As we enter the heart of election season, the airwaves are filled with political advertisements. Unfortunately, many of these will be negative ads that often serve only to obscure the real choices between the candidates and parties.
And when it comes to advertising, volume, not just content, matters. Here the Republicans enjoy a dramatic advantage in terms of fundraising, as they have in the past. Indeed, The New York Times reported on Sept. 17 that "the financial advantage held by the Republican National Committee over its Democratic counterpart could help [Bush] win the toss-up states."
It is pretty plain that the best interests of democracy are served when candidates try to persuade voters to adopt their views, instead of trying to conceal the real choices presented by the two parties.
In this election, more than any other yet held, local television broadcasters have the power either to add to the obfuscation or to clarify the differences between candidates. In other words, broadcasters can, if they choose, serve democracy by permitting voters, not ad agencies, to choose the country's policies.
Broadcasters have never played a more critical role in informing voters about the stands of candidates. That is why, for instance, Vice President Gore insisted on having at least three debates on all broadcast channels at the same time. In an era of fractionated audiences, only broadcasters have the ability to reach 100% of households at a time.
Another testament to broadcasters' power over the electoral process is that broadcasters have never received so much money for paid advertising. Estimates are that, from all candidates for all elections, broadcasters will take in more than $600 million-40% more than in the 1996 election. About 90% of the money will go to local broadcasters.
Broadcasters also have a legal duty to serve the "public interest" in return for having received their licenses for free from the government-as opposed to those who had to buy mobile-communications licenses at auctions raising more than $10 billion in the past five years. One way to serve the "public interest" is to make sure that the parties debate the issues. There are two ways:
1) Offer in every local market an opportunity for debate between the major candidates for Congress and the Senate. Many local TV stations already hold debates. But not all agree to show the debates on all channels, and in some markets, broadcasters leave this job to cable channels, which simply don't reach the same size audience. Broadcasters should hold such local debates and should work together to make sure they air simultaneously on all broadcast channels. Debates are the best way to clarify the differences between candidates on issues.
2) Give the presidential, senatorial and congressional candidates five minutes of advertising time each, usable within the last 30 days before the election.

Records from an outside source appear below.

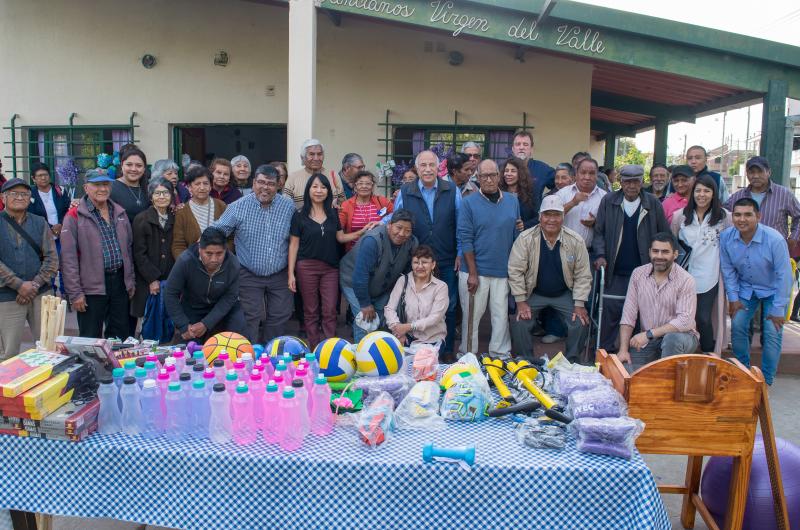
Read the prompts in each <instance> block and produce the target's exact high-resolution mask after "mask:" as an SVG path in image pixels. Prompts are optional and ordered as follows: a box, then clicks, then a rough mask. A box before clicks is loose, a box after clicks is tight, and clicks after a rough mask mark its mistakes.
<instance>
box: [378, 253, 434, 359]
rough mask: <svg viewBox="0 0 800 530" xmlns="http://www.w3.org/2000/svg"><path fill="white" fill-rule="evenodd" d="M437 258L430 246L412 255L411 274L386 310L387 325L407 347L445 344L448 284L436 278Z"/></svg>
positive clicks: (396, 287) (385, 316) (386, 306)
mask: <svg viewBox="0 0 800 530" xmlns="http://www.w3.org/2000/svg"><path fill="white" fill-rule="evenodd" d="M435 269H436V257H435V256H434V255H433V249H432V248H431V247H429V246H428V245H420V246H418V247H417V248H416V249H415V250H414V252H412V253H411V272H410V273H408V274H404V275H403V276H401V277H400V278H399V279H398V280H397V283H395V285H394V289H392V293H391V294H390V295H389V302H388V303H387V304H386V307H385V308H384V316H385V317H386V326H387V327H388V328H389V329H390V330H391V331H392V334H393V335H394V336H395V337H397V338H398V340H400V341H402V342H403V343H404V344H407V345H408V343H409V342H410V343H411V345H413V344H418V343H426V344H434V343H437V342H444V339H445V336H446V335H447V326H446V325H445V319H444V317H445V313H447V306H448V304H449V303H450V299H449V296H448V294H447V284H446V283H444V282H443V281H441V280H439V279H438V278H435V277H434V276H433V272H434V270H435Z"/></svg>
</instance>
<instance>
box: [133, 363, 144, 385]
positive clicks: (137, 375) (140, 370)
mask: <svg viewBox="0 0 800 530" xmlns="http://www.w3.org/2000/svg"><path fill="white" fill-rule="evenodd" d="M133 375H134V377H135V378H136V384H137V385H138V386H139V390H141V389H142V385H143V384H144V380H145V379H147V370H145V369H144V368H137V369H136V370H135V371H134V372H133Z"/></svg>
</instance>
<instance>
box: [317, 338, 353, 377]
mask: <svg viewBox="0 0 800 530" xmlns="http://www.w3.org/2000/svg"><path fill="white" fill-rule="evenodd" d="M314 355H315V356H316V357H317V361H318V362H319V370H320V373H322V374H323V375H324V376H325V377H327V378H328V381H331V382H338V381H347V380H349V379H350V378H351V377H353V374H354V373H355V371H356V353H355V349H354V348H353V345H352V344H350V343H349V342H347V341H346V340H344V339H337V338H332V339H325V340H324V341H322V342H320V343H319V344H318V345H317V347H316V349H314Z"/></svg>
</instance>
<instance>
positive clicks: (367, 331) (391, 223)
mask: <svg viewBox="0 0 800 530" xmlns="http://www.w3.org/2000/svg"><path fill="white" fill-rule="evenodd" d="M413 229H414V218H413V215H412V214H411V212H409V211H408V210H404V209H400V210H395V212H394V214H393V215H392V220H391V221H389V223H388V224H385V225H379V226H377V227H375V228H373V229H372V230H370V231H369V232H367V233H366V234H364V235H363V236H362V237H361V239H359V240H358V243H356V246H355V247H353V250H351V251H350V252H348V253H347V255H346V256H345V257H344V258H343V259H342V261H341V262H340V263H339V283H340V285H341V288H342V294H343V295H344V297H345V298H346V299H347V301H348V303H349V304H350V308H351V309H352V311H353V316H354V317H356V318H355V320H354V322H353V340H354V341H355V342H358V341H360V340H361V339H362V338H363V337H364V335H366V334H367V333H368V332H369V331H370V329H364V326H366V327H367V328H373V329H372V330H374V329H377V327H378V326H379V325H380V323H381V322H383V307H384V306H385V305H386V302H388V301H389V294H390V293H391V292H392V288H393V287H394V284H395V282H397V279H398V278H399V277H400V276H401V275H402V274H403V273H405V272H407V271H408V269H409V265H410V264H411V253H412V252H413V251H414V249H415V248H416V247H417V238H416V237H414V236H413V234H412V231H413ZM376 319H377V322H376ZM359 324H361V325H359Z"/></svg>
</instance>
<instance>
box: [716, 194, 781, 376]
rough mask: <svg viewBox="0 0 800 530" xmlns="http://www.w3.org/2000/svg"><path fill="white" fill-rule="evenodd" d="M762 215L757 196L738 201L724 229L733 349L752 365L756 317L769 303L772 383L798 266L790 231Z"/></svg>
mask: <svg viewBox="0 0 800 530" xmlns="http://www.w3.org/2000/svg"><path fill="white" fill-rule="evenodd" d="M762 204H763V202H762ZM761 219H762V217H761V213H760V211H759V206H758V203H757V202H756V201H755V199H752V198H750V197H742V198H740V199H737V201H736V202H735V203H734V204H733V226H731V227H729V228H727V229H725V230H724V231H723V232H722V233H721V234H720V237H719V245H720V261H721V268H722V277H723V279H724V280H725V293H726V294H727V296H728V304H729V308H728V312H729V314H730V316H731V346H733V354H734V355H735V356H736V358H737V359H739V360H740V361H741V362H742V363H743V364H744V365H745V366H750V333H749V331H750V322H751V321H752V320H753V317H754V315H755V312H756V309H757V308H758V307H759V306H760V305H763V309H762V322H761V334H762V341H761V343H762V345H763V352H762V355H761V370H762V372H764V380H765V381H766V382H767V384H769V385H771V384H772V382H773V381H774V379H775V372H776V371H777V369H778V361H779V360H780V355H781V345H782V342H783V324H784V323H785V321H786V310H787V306H788V304H789V300H790V295H791V281H792V269H791V264H790V262H789V251H788V249H787V248H786V244H785V243H784V242H785V239H784V235H783V234H781V233H780V232H778V231H777V230H775V229H773V228H770V227H769V226H766V225H765V224H762V223H761V222H760V221H761Z"/></svg>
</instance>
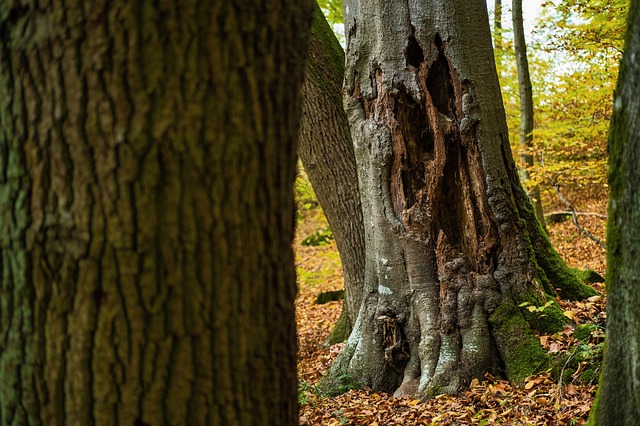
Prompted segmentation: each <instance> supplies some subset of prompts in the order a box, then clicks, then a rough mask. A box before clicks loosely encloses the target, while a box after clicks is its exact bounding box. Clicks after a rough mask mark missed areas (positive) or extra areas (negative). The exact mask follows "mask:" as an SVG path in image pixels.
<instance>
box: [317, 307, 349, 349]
mask: <svg viewBox="0 0 640 426" xmlns="http://www.w3.org/2000/svg"><path fill="white" fill-rule="evenodd" d="M345 302H346V300H345ZM351 328H352V327H351V323H350V322H349V313H348V310H347V309H342V313H341V314H340V318H338V322H336V325H335V326H334V327H333V330H331V333H329V335H328V336H327V338H326V339H325V341H324V344H325V345H326V346H331V345H335V344H336V343H343V342H345V341H346V340H347V338H348V337H349V334H350V333H351Z"/></svg>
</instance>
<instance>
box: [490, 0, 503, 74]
mask: <svg viewBox="0 0 640 426" xmlns="http://www.w3.org/2000/svg"><path fill="white" fill-rule="evenodd" d="M503 48H504V41H503V40H502V0H495V5H494V10H493V50H494V51H495V57H496V66H497V68H498V73H500V68H501V64H502V50H503Z"/></svg>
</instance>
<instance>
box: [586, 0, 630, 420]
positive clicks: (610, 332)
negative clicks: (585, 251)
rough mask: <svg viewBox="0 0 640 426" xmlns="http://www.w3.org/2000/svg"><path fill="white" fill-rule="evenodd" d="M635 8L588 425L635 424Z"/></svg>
mask: <svg viewBox="0 0 640 426" xmlns="http://www.w3.org/2000/svg"><path fill="white" fill-rule="evenodd" d="M638 81H640V3H639V2H638V0H632V1H631V6H630V9H629V17H628V24H627V37H626V43H625V53H624V57H623V59H622V62H621V65H620V75H619V77H618V87H617V89H616V95H615V101H614V109H613V117H612V120H611V127H610V129H609V186H610V188H611V199H610V202H609V215H608V217H609V219H608V221H607V339H606V342H605V344H606V350H605V356H604V367H603V369H602V377H601V379H600V387H599V389H598V396H597V399H596V402H595V403H594V406H593V408H592V411H591V416H590V419H589V423H590V424H592V425H616V426H618V425H620V426H631V425H636V424H638V419H639V418H640V376H639V375H638V371H640V353H639V351H640V349H639V348H640V334H639V333H638V330H640V293H638V289H639V288H640V257H638V250H639V248H640V189H639V188H638V182H639V181H640V167H639V166H640V96H638Z"/></svg>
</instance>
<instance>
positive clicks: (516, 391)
mask: <svg viewBox="0 0 640 426" xmlns="http://www.w3.org/2000/svg"><path fill="white" fill-rule="evenodd" d="M580 194H583V195H582V196H580ZM569 195H572V196H573V199H574V202H576V200H577V202H578V203H579V204H578V206H579V208H580V210H581V211H591V212H596V213H602V214H604V213H606V194H604V195H603V194H590V193H589V191H583V192H582V193H577V195H574V194H569ZM547 201H548V200H547ZM548 208H549V210H553V209H554V208H557V209H559V208H561V206H555V207H554V206H549V207H548ZM580 219H581V224H582V225H583V226H585V227H586V228H587V229H589V230H590V231H591V232H592V233H595V234H596V235H598V236H599V237H600V238H604V233H605V230H604V221H603V220H602V219H601V218H599V217H597V216H585V217H581V218H580ZM297 225H298V226H297V236H296V241H295V250H296V266H297V271H298V284H299V294H298V299H297V302H296V306H297V321H298V342H299V352H298V359H299V361H298V370H299V371H298V374H299V378H300V395H299V401H300V403H301V410H300V424H301V425H336V426H337V425H373V424H378V425H383V424H389V425H448V424H452V425H453V424H455V425H467V424H469V425H470V424H485V425H489V424H505V425H506V424H508V425H516V424H556V425H570V424H571V425H574V424H582V423H583V422H584V421H586V419H587V417H588V414H589V409H590V407H591V403H592V401H593V397H594V396H595V391H596V383H597V376H598V374H599V367H600V357H601V348H602V345H601V342H602V338H603V333H604V330H603V324H604V320H605V314H604V312H603V310H604V297H603V296H602V293H603V291H604V285H603V284H601V283H595V284H592V286H593V287H594V288H595V289H596V291H597V293H598V295H597V296H595V297H592V298H591V299H590V300H582V301H574V302H568V301H563V300H560V299H556V300H555V302H557V304H553V306H554V308H553V311H549V310H548V309H545V308H544V307H542V309H539V310H537V311H534V312H531V317H533V316H535V315H538V316H543V315H553V316H554V317H557V316H558V315H562V316H563V317H564V318H565V319H566V324H564V325H562V326H561V327H559V328H558V327H556V330H547V332H543V333H542V334H540V333H536V334H534V335H533V336H531V337H532V338H535V339H539V341H540V342H541V343H542V347H543V348H544V351H545V352H544V353H545V354H546V356H547V357H548V360H549V361H548V363H541V364H540V367H541V368H543V367H544V368H545V369H546V371H543V372H542V373H540V374H536V375H527V374H528V373H526V372H519V371H514V373H515V374H516V375H518V376H519V378H520V379H521V382H522V384H521V385H519V386H514V385H512V384H510V383H508V382H506V381H503V380H500V378H494V377H491V376H487V377H486V380H485V381H480V382H478V381H474V382H473V383H472V384H471V386H470V390H469V391H467V392H465V393H464V394H462V395H459V396H456V397H451V396H438V397H436V398H434V399H431V400H429V401H427V402H424V403H421V402H420V401H419V400H417V399H411V398H405V399H395V398H393V397H392V396H390V395H385V394H380V393H375V392H373V391H370V390H366V389H365V390H350V391H349V392H347V393H345V394H343V395H341V396H338V397H335V398H327V397H323V396H322V395H320V394H319V393H318V392H317V390H316V388H315V384H316V383H317V381H318V379H319V378H320V377H321V375H322V374H323V373H324V372H325V371H326V370H327V368H328V367H329V365H330V364H331V362H332V361H333V359H335V357H336V356H337V354H338V353H339V351H340V350H341V348H342V345H341V344H339V343H338V344H335V345H333V346H330V347H324V346H323V342H324V340H325V338H326V336H327V335H328V334H329V332H330V331H331V329H332V327H333V324H335V322H336V321H337V319H338V317H339V316H340V311H341V307H342V301H333V302H329V303H326V304H322V305H318V304H316V303H315V302H316V298H317V296H318V295H319V294H321V293H322V292H325V291H333V290H340V289H342V286H343V283H342V277H341V265H340V259H339V256H338V254H337V251H336V248H335V243H334V242H329V243H328V244H324V245H319V246H303V245H301V242H302V240H304V239H305V238H306V237H308V236H310V235H312V234H314V233H316V232H318V231H321V230H324V229H326V227H327V223H326V220H325V219H324V217H323V215H322V213H321V211H320V210H319V209H318V208H317V207H315V206H314V205H313V203H312V202H306V203H304V204H301V209H300V210H299V219H298V223H297ZM549 234H550V235H549V237H550V239H551V241H552V243H553V244H554V247H555V248H556V249H557V250H558V252H559V253H560V255H561V256H562V257H563V258H564V259H565V260H566V261H567V263H568V264H569V265H570V266H572V267H574V268H577V269H585V268H586V269H593V270H595V271H596V272H598V273H599V274H601V275H603V276H604V275H605V253H604V251H603V250H602V249H600V248H599V247H598V246H597V245H595V244H594V243H593V242H592V241H591V240H589V239H588V238H586V237H583V236H581V235H580V233H579V231H578V229H577V228H576V227H575V226H574V225H573V224H572V223H571V222H570V221H567V222H562V223H556V224H551V225H550V226H549ZM551 285H553V283H551ZM549 306H551V305H549ZM512 308H513V307H512ZM518 308H519V309H520V310H521V311H529V309H528V308H527V307H525V306H522V307H518ZM537 308H540V307H537ZM532 309H533V307H532ZM547 311H549V312H547ZM556 319H557V318H556ZM527 320H529V321H531V318H527ZM561 322H562V321H561ZM529 355H530V357H529V358H531V357H533V358H536V356H537V354H536V353H531V354H529ZM515 361H518V360H515ZM527 361H531V362H532V363H534V364H535V359H528V360H527ZM511 368H516V369H517V368H518V363H517V362H516V363H515V364H514V366H512V367H511ZM520 376H522V377H520Z"/></svg>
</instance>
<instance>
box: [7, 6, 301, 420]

There should be one condition: The time can be used only by the candidate speaking directly to the camera. Under this circumstance, it is highly unlikely that a candidate will be tempted to distort the opponent's record on an issue; rebuttal is too easy and too devastating.
Neither of these ideas is new. But in no previous election has it been more important for broadcasters to help voters understand the real differences between candidates. And in no previous election have broadcasters received so much money; it is both right and time for them to give back to our democracy the two kinds of free time asked for here.